Bridging Course 2025
Alongside the offer letters that we sent out to our prospective new undergraduate students at the end of January, selected offerholders also received invitations to Selwyn’s bridging course. We are running this initiative for the second time in early autumn 2025, following a successful pilot scheme in September 2024. Again, the course will be generously supported by the Isaac Newton Trust’s Widening Participation and Induction Fund. The programme is not a replacement for the full induction that all incoming students receive at the start of October, but provides additional and more tailored support to students who meet certain criteria.
The bridging course is designed for incoming students, identified through the contextual data collected as part of the standard admissions process, who come from schools and colleges and/or areas that don’t traditionally send many students to Cambridge, or whose education has been otherwise disrupted. Being invited is not a reflection on students’ ability or potential – they have been given offers through the same rigorous process as all other students at Selwyn, and have the capacity to thrive here. However, we recognise that not all of our incoming students have had the same opportunities up to this point. We want to use the bridging course to address some of those potential imbalances by introducing participants to life at Cambridge and to its styles of teaching and learning with the aim of giving them the best possible start to their time here.
Our first bridging course cohort of 15 students (pictured with course director Dr Tom Smith at their undergraduate matriculation dinner in October) are now halfway through their first year at Selwyn. We asked a few of them to reflect on their experience of the bridging course now that they are some way into their studies.
Arran, a historian, said that the chance to experience social and academic life at Selwyn before the start of his degree was important to him: “It broke down misconceptions about Cambridge.” He thought the course was particularly helpful in introducing him to the form of small-group supervisions – one of the main modes of teaching and learning in Cambridge: “Mock supervisions deconstructed the fear I had of having an actual supervision. The bridging course had the supervision environment, but without the stress, so the awkwardness was minimised when I had my real supervisions in term.”
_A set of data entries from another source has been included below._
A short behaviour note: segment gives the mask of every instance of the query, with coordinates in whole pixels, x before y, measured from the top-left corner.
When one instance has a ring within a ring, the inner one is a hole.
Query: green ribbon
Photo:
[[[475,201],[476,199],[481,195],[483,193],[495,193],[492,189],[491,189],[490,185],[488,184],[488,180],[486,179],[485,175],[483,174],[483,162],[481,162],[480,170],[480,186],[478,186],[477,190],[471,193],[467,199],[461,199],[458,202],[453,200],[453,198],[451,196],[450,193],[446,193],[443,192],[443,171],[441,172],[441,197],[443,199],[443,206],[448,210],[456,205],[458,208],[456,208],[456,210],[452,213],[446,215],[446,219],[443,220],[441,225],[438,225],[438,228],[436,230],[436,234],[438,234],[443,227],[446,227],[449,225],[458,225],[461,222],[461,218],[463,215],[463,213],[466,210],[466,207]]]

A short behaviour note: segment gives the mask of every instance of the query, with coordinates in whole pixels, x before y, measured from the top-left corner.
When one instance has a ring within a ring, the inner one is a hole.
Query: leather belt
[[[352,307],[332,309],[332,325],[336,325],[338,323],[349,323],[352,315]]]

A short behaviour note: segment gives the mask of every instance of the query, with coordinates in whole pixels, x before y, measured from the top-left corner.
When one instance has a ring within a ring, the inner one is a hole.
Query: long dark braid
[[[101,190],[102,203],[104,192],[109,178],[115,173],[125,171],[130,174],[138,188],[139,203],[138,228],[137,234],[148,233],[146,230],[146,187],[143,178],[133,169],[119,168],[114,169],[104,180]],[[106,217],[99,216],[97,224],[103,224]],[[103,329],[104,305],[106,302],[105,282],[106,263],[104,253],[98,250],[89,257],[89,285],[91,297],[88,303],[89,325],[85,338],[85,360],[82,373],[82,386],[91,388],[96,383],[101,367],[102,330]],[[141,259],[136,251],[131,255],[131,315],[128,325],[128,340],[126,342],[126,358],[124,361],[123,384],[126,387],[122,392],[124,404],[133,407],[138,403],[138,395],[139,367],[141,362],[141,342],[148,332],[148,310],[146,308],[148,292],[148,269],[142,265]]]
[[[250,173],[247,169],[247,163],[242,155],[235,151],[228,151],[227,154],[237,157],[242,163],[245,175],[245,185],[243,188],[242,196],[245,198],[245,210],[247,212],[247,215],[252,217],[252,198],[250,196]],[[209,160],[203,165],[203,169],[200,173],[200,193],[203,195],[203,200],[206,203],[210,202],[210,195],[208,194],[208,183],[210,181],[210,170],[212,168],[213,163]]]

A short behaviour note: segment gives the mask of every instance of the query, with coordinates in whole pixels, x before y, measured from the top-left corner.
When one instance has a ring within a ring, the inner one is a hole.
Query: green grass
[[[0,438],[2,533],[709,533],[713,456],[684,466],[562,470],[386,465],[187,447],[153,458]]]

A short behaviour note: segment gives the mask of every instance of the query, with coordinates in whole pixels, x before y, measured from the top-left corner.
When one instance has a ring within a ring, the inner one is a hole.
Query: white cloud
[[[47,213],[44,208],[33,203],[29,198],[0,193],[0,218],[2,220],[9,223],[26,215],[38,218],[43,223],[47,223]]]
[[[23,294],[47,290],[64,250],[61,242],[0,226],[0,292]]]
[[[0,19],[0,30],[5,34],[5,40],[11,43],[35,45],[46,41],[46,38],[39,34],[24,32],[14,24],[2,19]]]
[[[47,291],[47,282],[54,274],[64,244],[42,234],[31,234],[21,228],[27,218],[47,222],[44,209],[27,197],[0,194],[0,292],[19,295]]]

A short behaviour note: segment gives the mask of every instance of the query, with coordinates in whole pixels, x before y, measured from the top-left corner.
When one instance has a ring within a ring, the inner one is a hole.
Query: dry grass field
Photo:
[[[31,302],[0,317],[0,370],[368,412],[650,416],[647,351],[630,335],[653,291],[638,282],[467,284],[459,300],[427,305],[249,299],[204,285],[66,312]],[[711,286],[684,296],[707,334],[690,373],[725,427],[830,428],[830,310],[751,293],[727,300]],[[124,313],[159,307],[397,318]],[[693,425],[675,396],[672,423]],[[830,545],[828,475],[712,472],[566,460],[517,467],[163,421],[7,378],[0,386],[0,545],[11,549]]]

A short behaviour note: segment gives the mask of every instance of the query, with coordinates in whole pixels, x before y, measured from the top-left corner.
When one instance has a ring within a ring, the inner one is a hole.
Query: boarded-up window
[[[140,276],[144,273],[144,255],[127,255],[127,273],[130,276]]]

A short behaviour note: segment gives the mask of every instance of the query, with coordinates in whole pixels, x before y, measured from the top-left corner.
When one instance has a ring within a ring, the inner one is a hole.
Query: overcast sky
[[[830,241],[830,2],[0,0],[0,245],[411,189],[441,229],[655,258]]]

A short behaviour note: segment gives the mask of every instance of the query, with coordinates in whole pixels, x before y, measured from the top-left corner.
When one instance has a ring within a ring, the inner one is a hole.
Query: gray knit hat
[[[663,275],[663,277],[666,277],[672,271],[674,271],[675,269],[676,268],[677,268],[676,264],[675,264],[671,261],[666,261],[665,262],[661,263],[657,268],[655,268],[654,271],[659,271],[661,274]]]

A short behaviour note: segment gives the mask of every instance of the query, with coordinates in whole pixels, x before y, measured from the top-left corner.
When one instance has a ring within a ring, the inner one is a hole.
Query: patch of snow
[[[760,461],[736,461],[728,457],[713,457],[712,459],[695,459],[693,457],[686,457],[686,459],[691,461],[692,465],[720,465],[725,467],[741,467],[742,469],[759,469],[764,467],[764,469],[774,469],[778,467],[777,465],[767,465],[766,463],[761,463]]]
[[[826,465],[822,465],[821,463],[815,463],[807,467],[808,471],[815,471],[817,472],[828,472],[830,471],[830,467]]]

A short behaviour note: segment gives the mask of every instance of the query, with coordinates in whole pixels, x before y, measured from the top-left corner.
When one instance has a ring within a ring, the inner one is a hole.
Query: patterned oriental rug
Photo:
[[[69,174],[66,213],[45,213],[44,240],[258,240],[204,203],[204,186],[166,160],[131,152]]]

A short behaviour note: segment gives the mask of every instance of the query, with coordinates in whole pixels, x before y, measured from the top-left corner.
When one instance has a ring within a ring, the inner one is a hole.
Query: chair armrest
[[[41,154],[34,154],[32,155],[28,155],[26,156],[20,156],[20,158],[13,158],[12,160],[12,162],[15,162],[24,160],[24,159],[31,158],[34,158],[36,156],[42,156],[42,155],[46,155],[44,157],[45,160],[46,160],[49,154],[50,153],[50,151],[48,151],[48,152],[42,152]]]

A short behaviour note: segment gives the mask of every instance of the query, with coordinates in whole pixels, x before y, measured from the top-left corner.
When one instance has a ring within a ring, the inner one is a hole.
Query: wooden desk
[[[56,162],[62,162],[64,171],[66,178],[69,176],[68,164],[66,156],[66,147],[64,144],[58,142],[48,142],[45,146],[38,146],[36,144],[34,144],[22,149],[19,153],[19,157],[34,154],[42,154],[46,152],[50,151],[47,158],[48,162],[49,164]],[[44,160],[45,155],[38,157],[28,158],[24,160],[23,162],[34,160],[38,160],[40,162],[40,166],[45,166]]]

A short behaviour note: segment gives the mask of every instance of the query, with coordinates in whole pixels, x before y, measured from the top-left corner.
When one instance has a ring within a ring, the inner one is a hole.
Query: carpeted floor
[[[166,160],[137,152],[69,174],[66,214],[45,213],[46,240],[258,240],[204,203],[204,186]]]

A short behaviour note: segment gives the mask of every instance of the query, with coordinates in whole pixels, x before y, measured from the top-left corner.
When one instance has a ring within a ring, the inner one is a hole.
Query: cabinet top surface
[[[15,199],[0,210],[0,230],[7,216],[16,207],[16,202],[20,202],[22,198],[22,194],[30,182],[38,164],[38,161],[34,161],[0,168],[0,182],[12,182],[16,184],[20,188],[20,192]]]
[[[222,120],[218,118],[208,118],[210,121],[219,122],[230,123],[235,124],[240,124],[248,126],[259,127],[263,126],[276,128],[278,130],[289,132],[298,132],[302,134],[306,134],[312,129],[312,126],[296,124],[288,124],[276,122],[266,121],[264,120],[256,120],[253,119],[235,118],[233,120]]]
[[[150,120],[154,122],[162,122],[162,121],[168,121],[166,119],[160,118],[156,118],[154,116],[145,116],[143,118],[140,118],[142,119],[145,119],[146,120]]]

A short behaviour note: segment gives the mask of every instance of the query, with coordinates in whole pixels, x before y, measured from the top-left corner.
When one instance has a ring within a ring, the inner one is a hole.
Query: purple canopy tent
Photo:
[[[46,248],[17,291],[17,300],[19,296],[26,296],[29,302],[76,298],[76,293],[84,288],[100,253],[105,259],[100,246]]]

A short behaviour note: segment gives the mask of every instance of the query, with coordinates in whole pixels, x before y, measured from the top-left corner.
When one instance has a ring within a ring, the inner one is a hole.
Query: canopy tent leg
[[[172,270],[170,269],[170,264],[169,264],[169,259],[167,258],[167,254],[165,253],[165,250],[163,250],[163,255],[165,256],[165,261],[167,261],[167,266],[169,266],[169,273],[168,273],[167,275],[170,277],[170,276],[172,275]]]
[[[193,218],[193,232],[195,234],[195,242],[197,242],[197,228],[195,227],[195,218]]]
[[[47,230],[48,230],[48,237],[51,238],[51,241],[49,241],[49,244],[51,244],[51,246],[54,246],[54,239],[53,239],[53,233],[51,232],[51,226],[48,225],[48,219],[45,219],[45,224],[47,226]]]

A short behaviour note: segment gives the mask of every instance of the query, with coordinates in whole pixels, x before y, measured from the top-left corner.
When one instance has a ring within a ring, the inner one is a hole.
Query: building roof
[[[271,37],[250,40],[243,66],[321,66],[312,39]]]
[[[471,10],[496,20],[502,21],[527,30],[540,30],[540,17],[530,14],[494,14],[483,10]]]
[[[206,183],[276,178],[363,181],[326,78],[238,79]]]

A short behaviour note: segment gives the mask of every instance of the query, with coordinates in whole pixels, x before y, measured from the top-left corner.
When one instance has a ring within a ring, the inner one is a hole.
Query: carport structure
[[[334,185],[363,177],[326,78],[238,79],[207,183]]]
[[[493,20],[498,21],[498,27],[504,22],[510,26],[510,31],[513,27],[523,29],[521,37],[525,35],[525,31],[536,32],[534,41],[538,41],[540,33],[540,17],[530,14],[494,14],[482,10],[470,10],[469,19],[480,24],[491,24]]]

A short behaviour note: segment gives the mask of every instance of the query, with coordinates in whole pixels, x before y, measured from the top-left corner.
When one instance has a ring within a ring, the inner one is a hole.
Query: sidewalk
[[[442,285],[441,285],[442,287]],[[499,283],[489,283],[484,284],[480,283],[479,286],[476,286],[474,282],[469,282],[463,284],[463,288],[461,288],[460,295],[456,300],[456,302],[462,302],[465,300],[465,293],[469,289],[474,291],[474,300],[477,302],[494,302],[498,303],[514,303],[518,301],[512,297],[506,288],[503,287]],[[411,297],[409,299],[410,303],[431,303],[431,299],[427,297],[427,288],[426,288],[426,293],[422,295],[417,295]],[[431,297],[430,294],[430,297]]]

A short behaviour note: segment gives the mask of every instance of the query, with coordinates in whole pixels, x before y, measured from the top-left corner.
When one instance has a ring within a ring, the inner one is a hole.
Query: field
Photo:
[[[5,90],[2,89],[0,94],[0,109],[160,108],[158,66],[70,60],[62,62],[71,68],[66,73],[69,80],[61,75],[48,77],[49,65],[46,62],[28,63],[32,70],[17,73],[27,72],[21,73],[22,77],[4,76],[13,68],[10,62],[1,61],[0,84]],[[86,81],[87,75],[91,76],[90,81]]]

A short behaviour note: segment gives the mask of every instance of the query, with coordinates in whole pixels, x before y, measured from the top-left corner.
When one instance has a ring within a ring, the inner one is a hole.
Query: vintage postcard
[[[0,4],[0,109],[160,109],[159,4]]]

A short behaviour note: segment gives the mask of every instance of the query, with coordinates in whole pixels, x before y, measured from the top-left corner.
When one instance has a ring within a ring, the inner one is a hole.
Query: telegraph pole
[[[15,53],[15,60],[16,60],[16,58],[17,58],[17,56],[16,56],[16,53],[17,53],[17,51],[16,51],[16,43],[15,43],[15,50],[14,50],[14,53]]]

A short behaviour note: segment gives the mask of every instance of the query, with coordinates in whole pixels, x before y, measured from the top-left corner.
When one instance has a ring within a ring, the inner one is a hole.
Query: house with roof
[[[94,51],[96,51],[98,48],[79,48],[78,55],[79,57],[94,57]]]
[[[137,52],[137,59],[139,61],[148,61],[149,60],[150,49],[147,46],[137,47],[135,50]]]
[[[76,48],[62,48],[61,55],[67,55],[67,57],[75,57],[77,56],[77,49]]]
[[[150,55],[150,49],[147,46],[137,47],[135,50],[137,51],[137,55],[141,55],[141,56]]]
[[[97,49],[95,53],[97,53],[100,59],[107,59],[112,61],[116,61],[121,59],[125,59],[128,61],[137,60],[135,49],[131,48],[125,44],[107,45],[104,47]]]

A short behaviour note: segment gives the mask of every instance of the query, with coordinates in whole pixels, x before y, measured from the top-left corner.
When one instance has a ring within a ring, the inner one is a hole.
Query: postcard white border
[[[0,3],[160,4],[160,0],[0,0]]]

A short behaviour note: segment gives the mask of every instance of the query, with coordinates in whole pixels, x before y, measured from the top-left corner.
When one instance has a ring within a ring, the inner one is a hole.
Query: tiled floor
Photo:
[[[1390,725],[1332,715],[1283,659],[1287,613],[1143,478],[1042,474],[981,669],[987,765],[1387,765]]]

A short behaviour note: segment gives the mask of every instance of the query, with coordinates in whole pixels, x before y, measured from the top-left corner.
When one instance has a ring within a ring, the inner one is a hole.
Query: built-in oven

Monesha, who studies HSPS, agreed that “the supervisions were definitely helpful,” and also that the more “granular parts” of the course, for example on how to access Moodle (a commonly used virtual learning environment in Cambridge) and library catalogues were valuable: “It made coming to university a bit easier as it meant I wasn’t having to plant my feet whilst simultaneously grasping how to use online resources.” Monesha picked out the end-of-course formal dinner as a highlight – one of a number of opportunities to explore “Cambridge customs” and everything the college, university, and city have to offer.
Asha, a geographer, agreed that the mock supervisions and the formal were enjoyable and valuable experiences, and that just being in Cambridge to “get used to the general layout of the schedule and how a day runs” was excellent preparation for degree studies.
We’re sure that our incoming cohort of bridging course participants for 2025 will have similarly positive experiences, and we’ll look forward to welcoming them.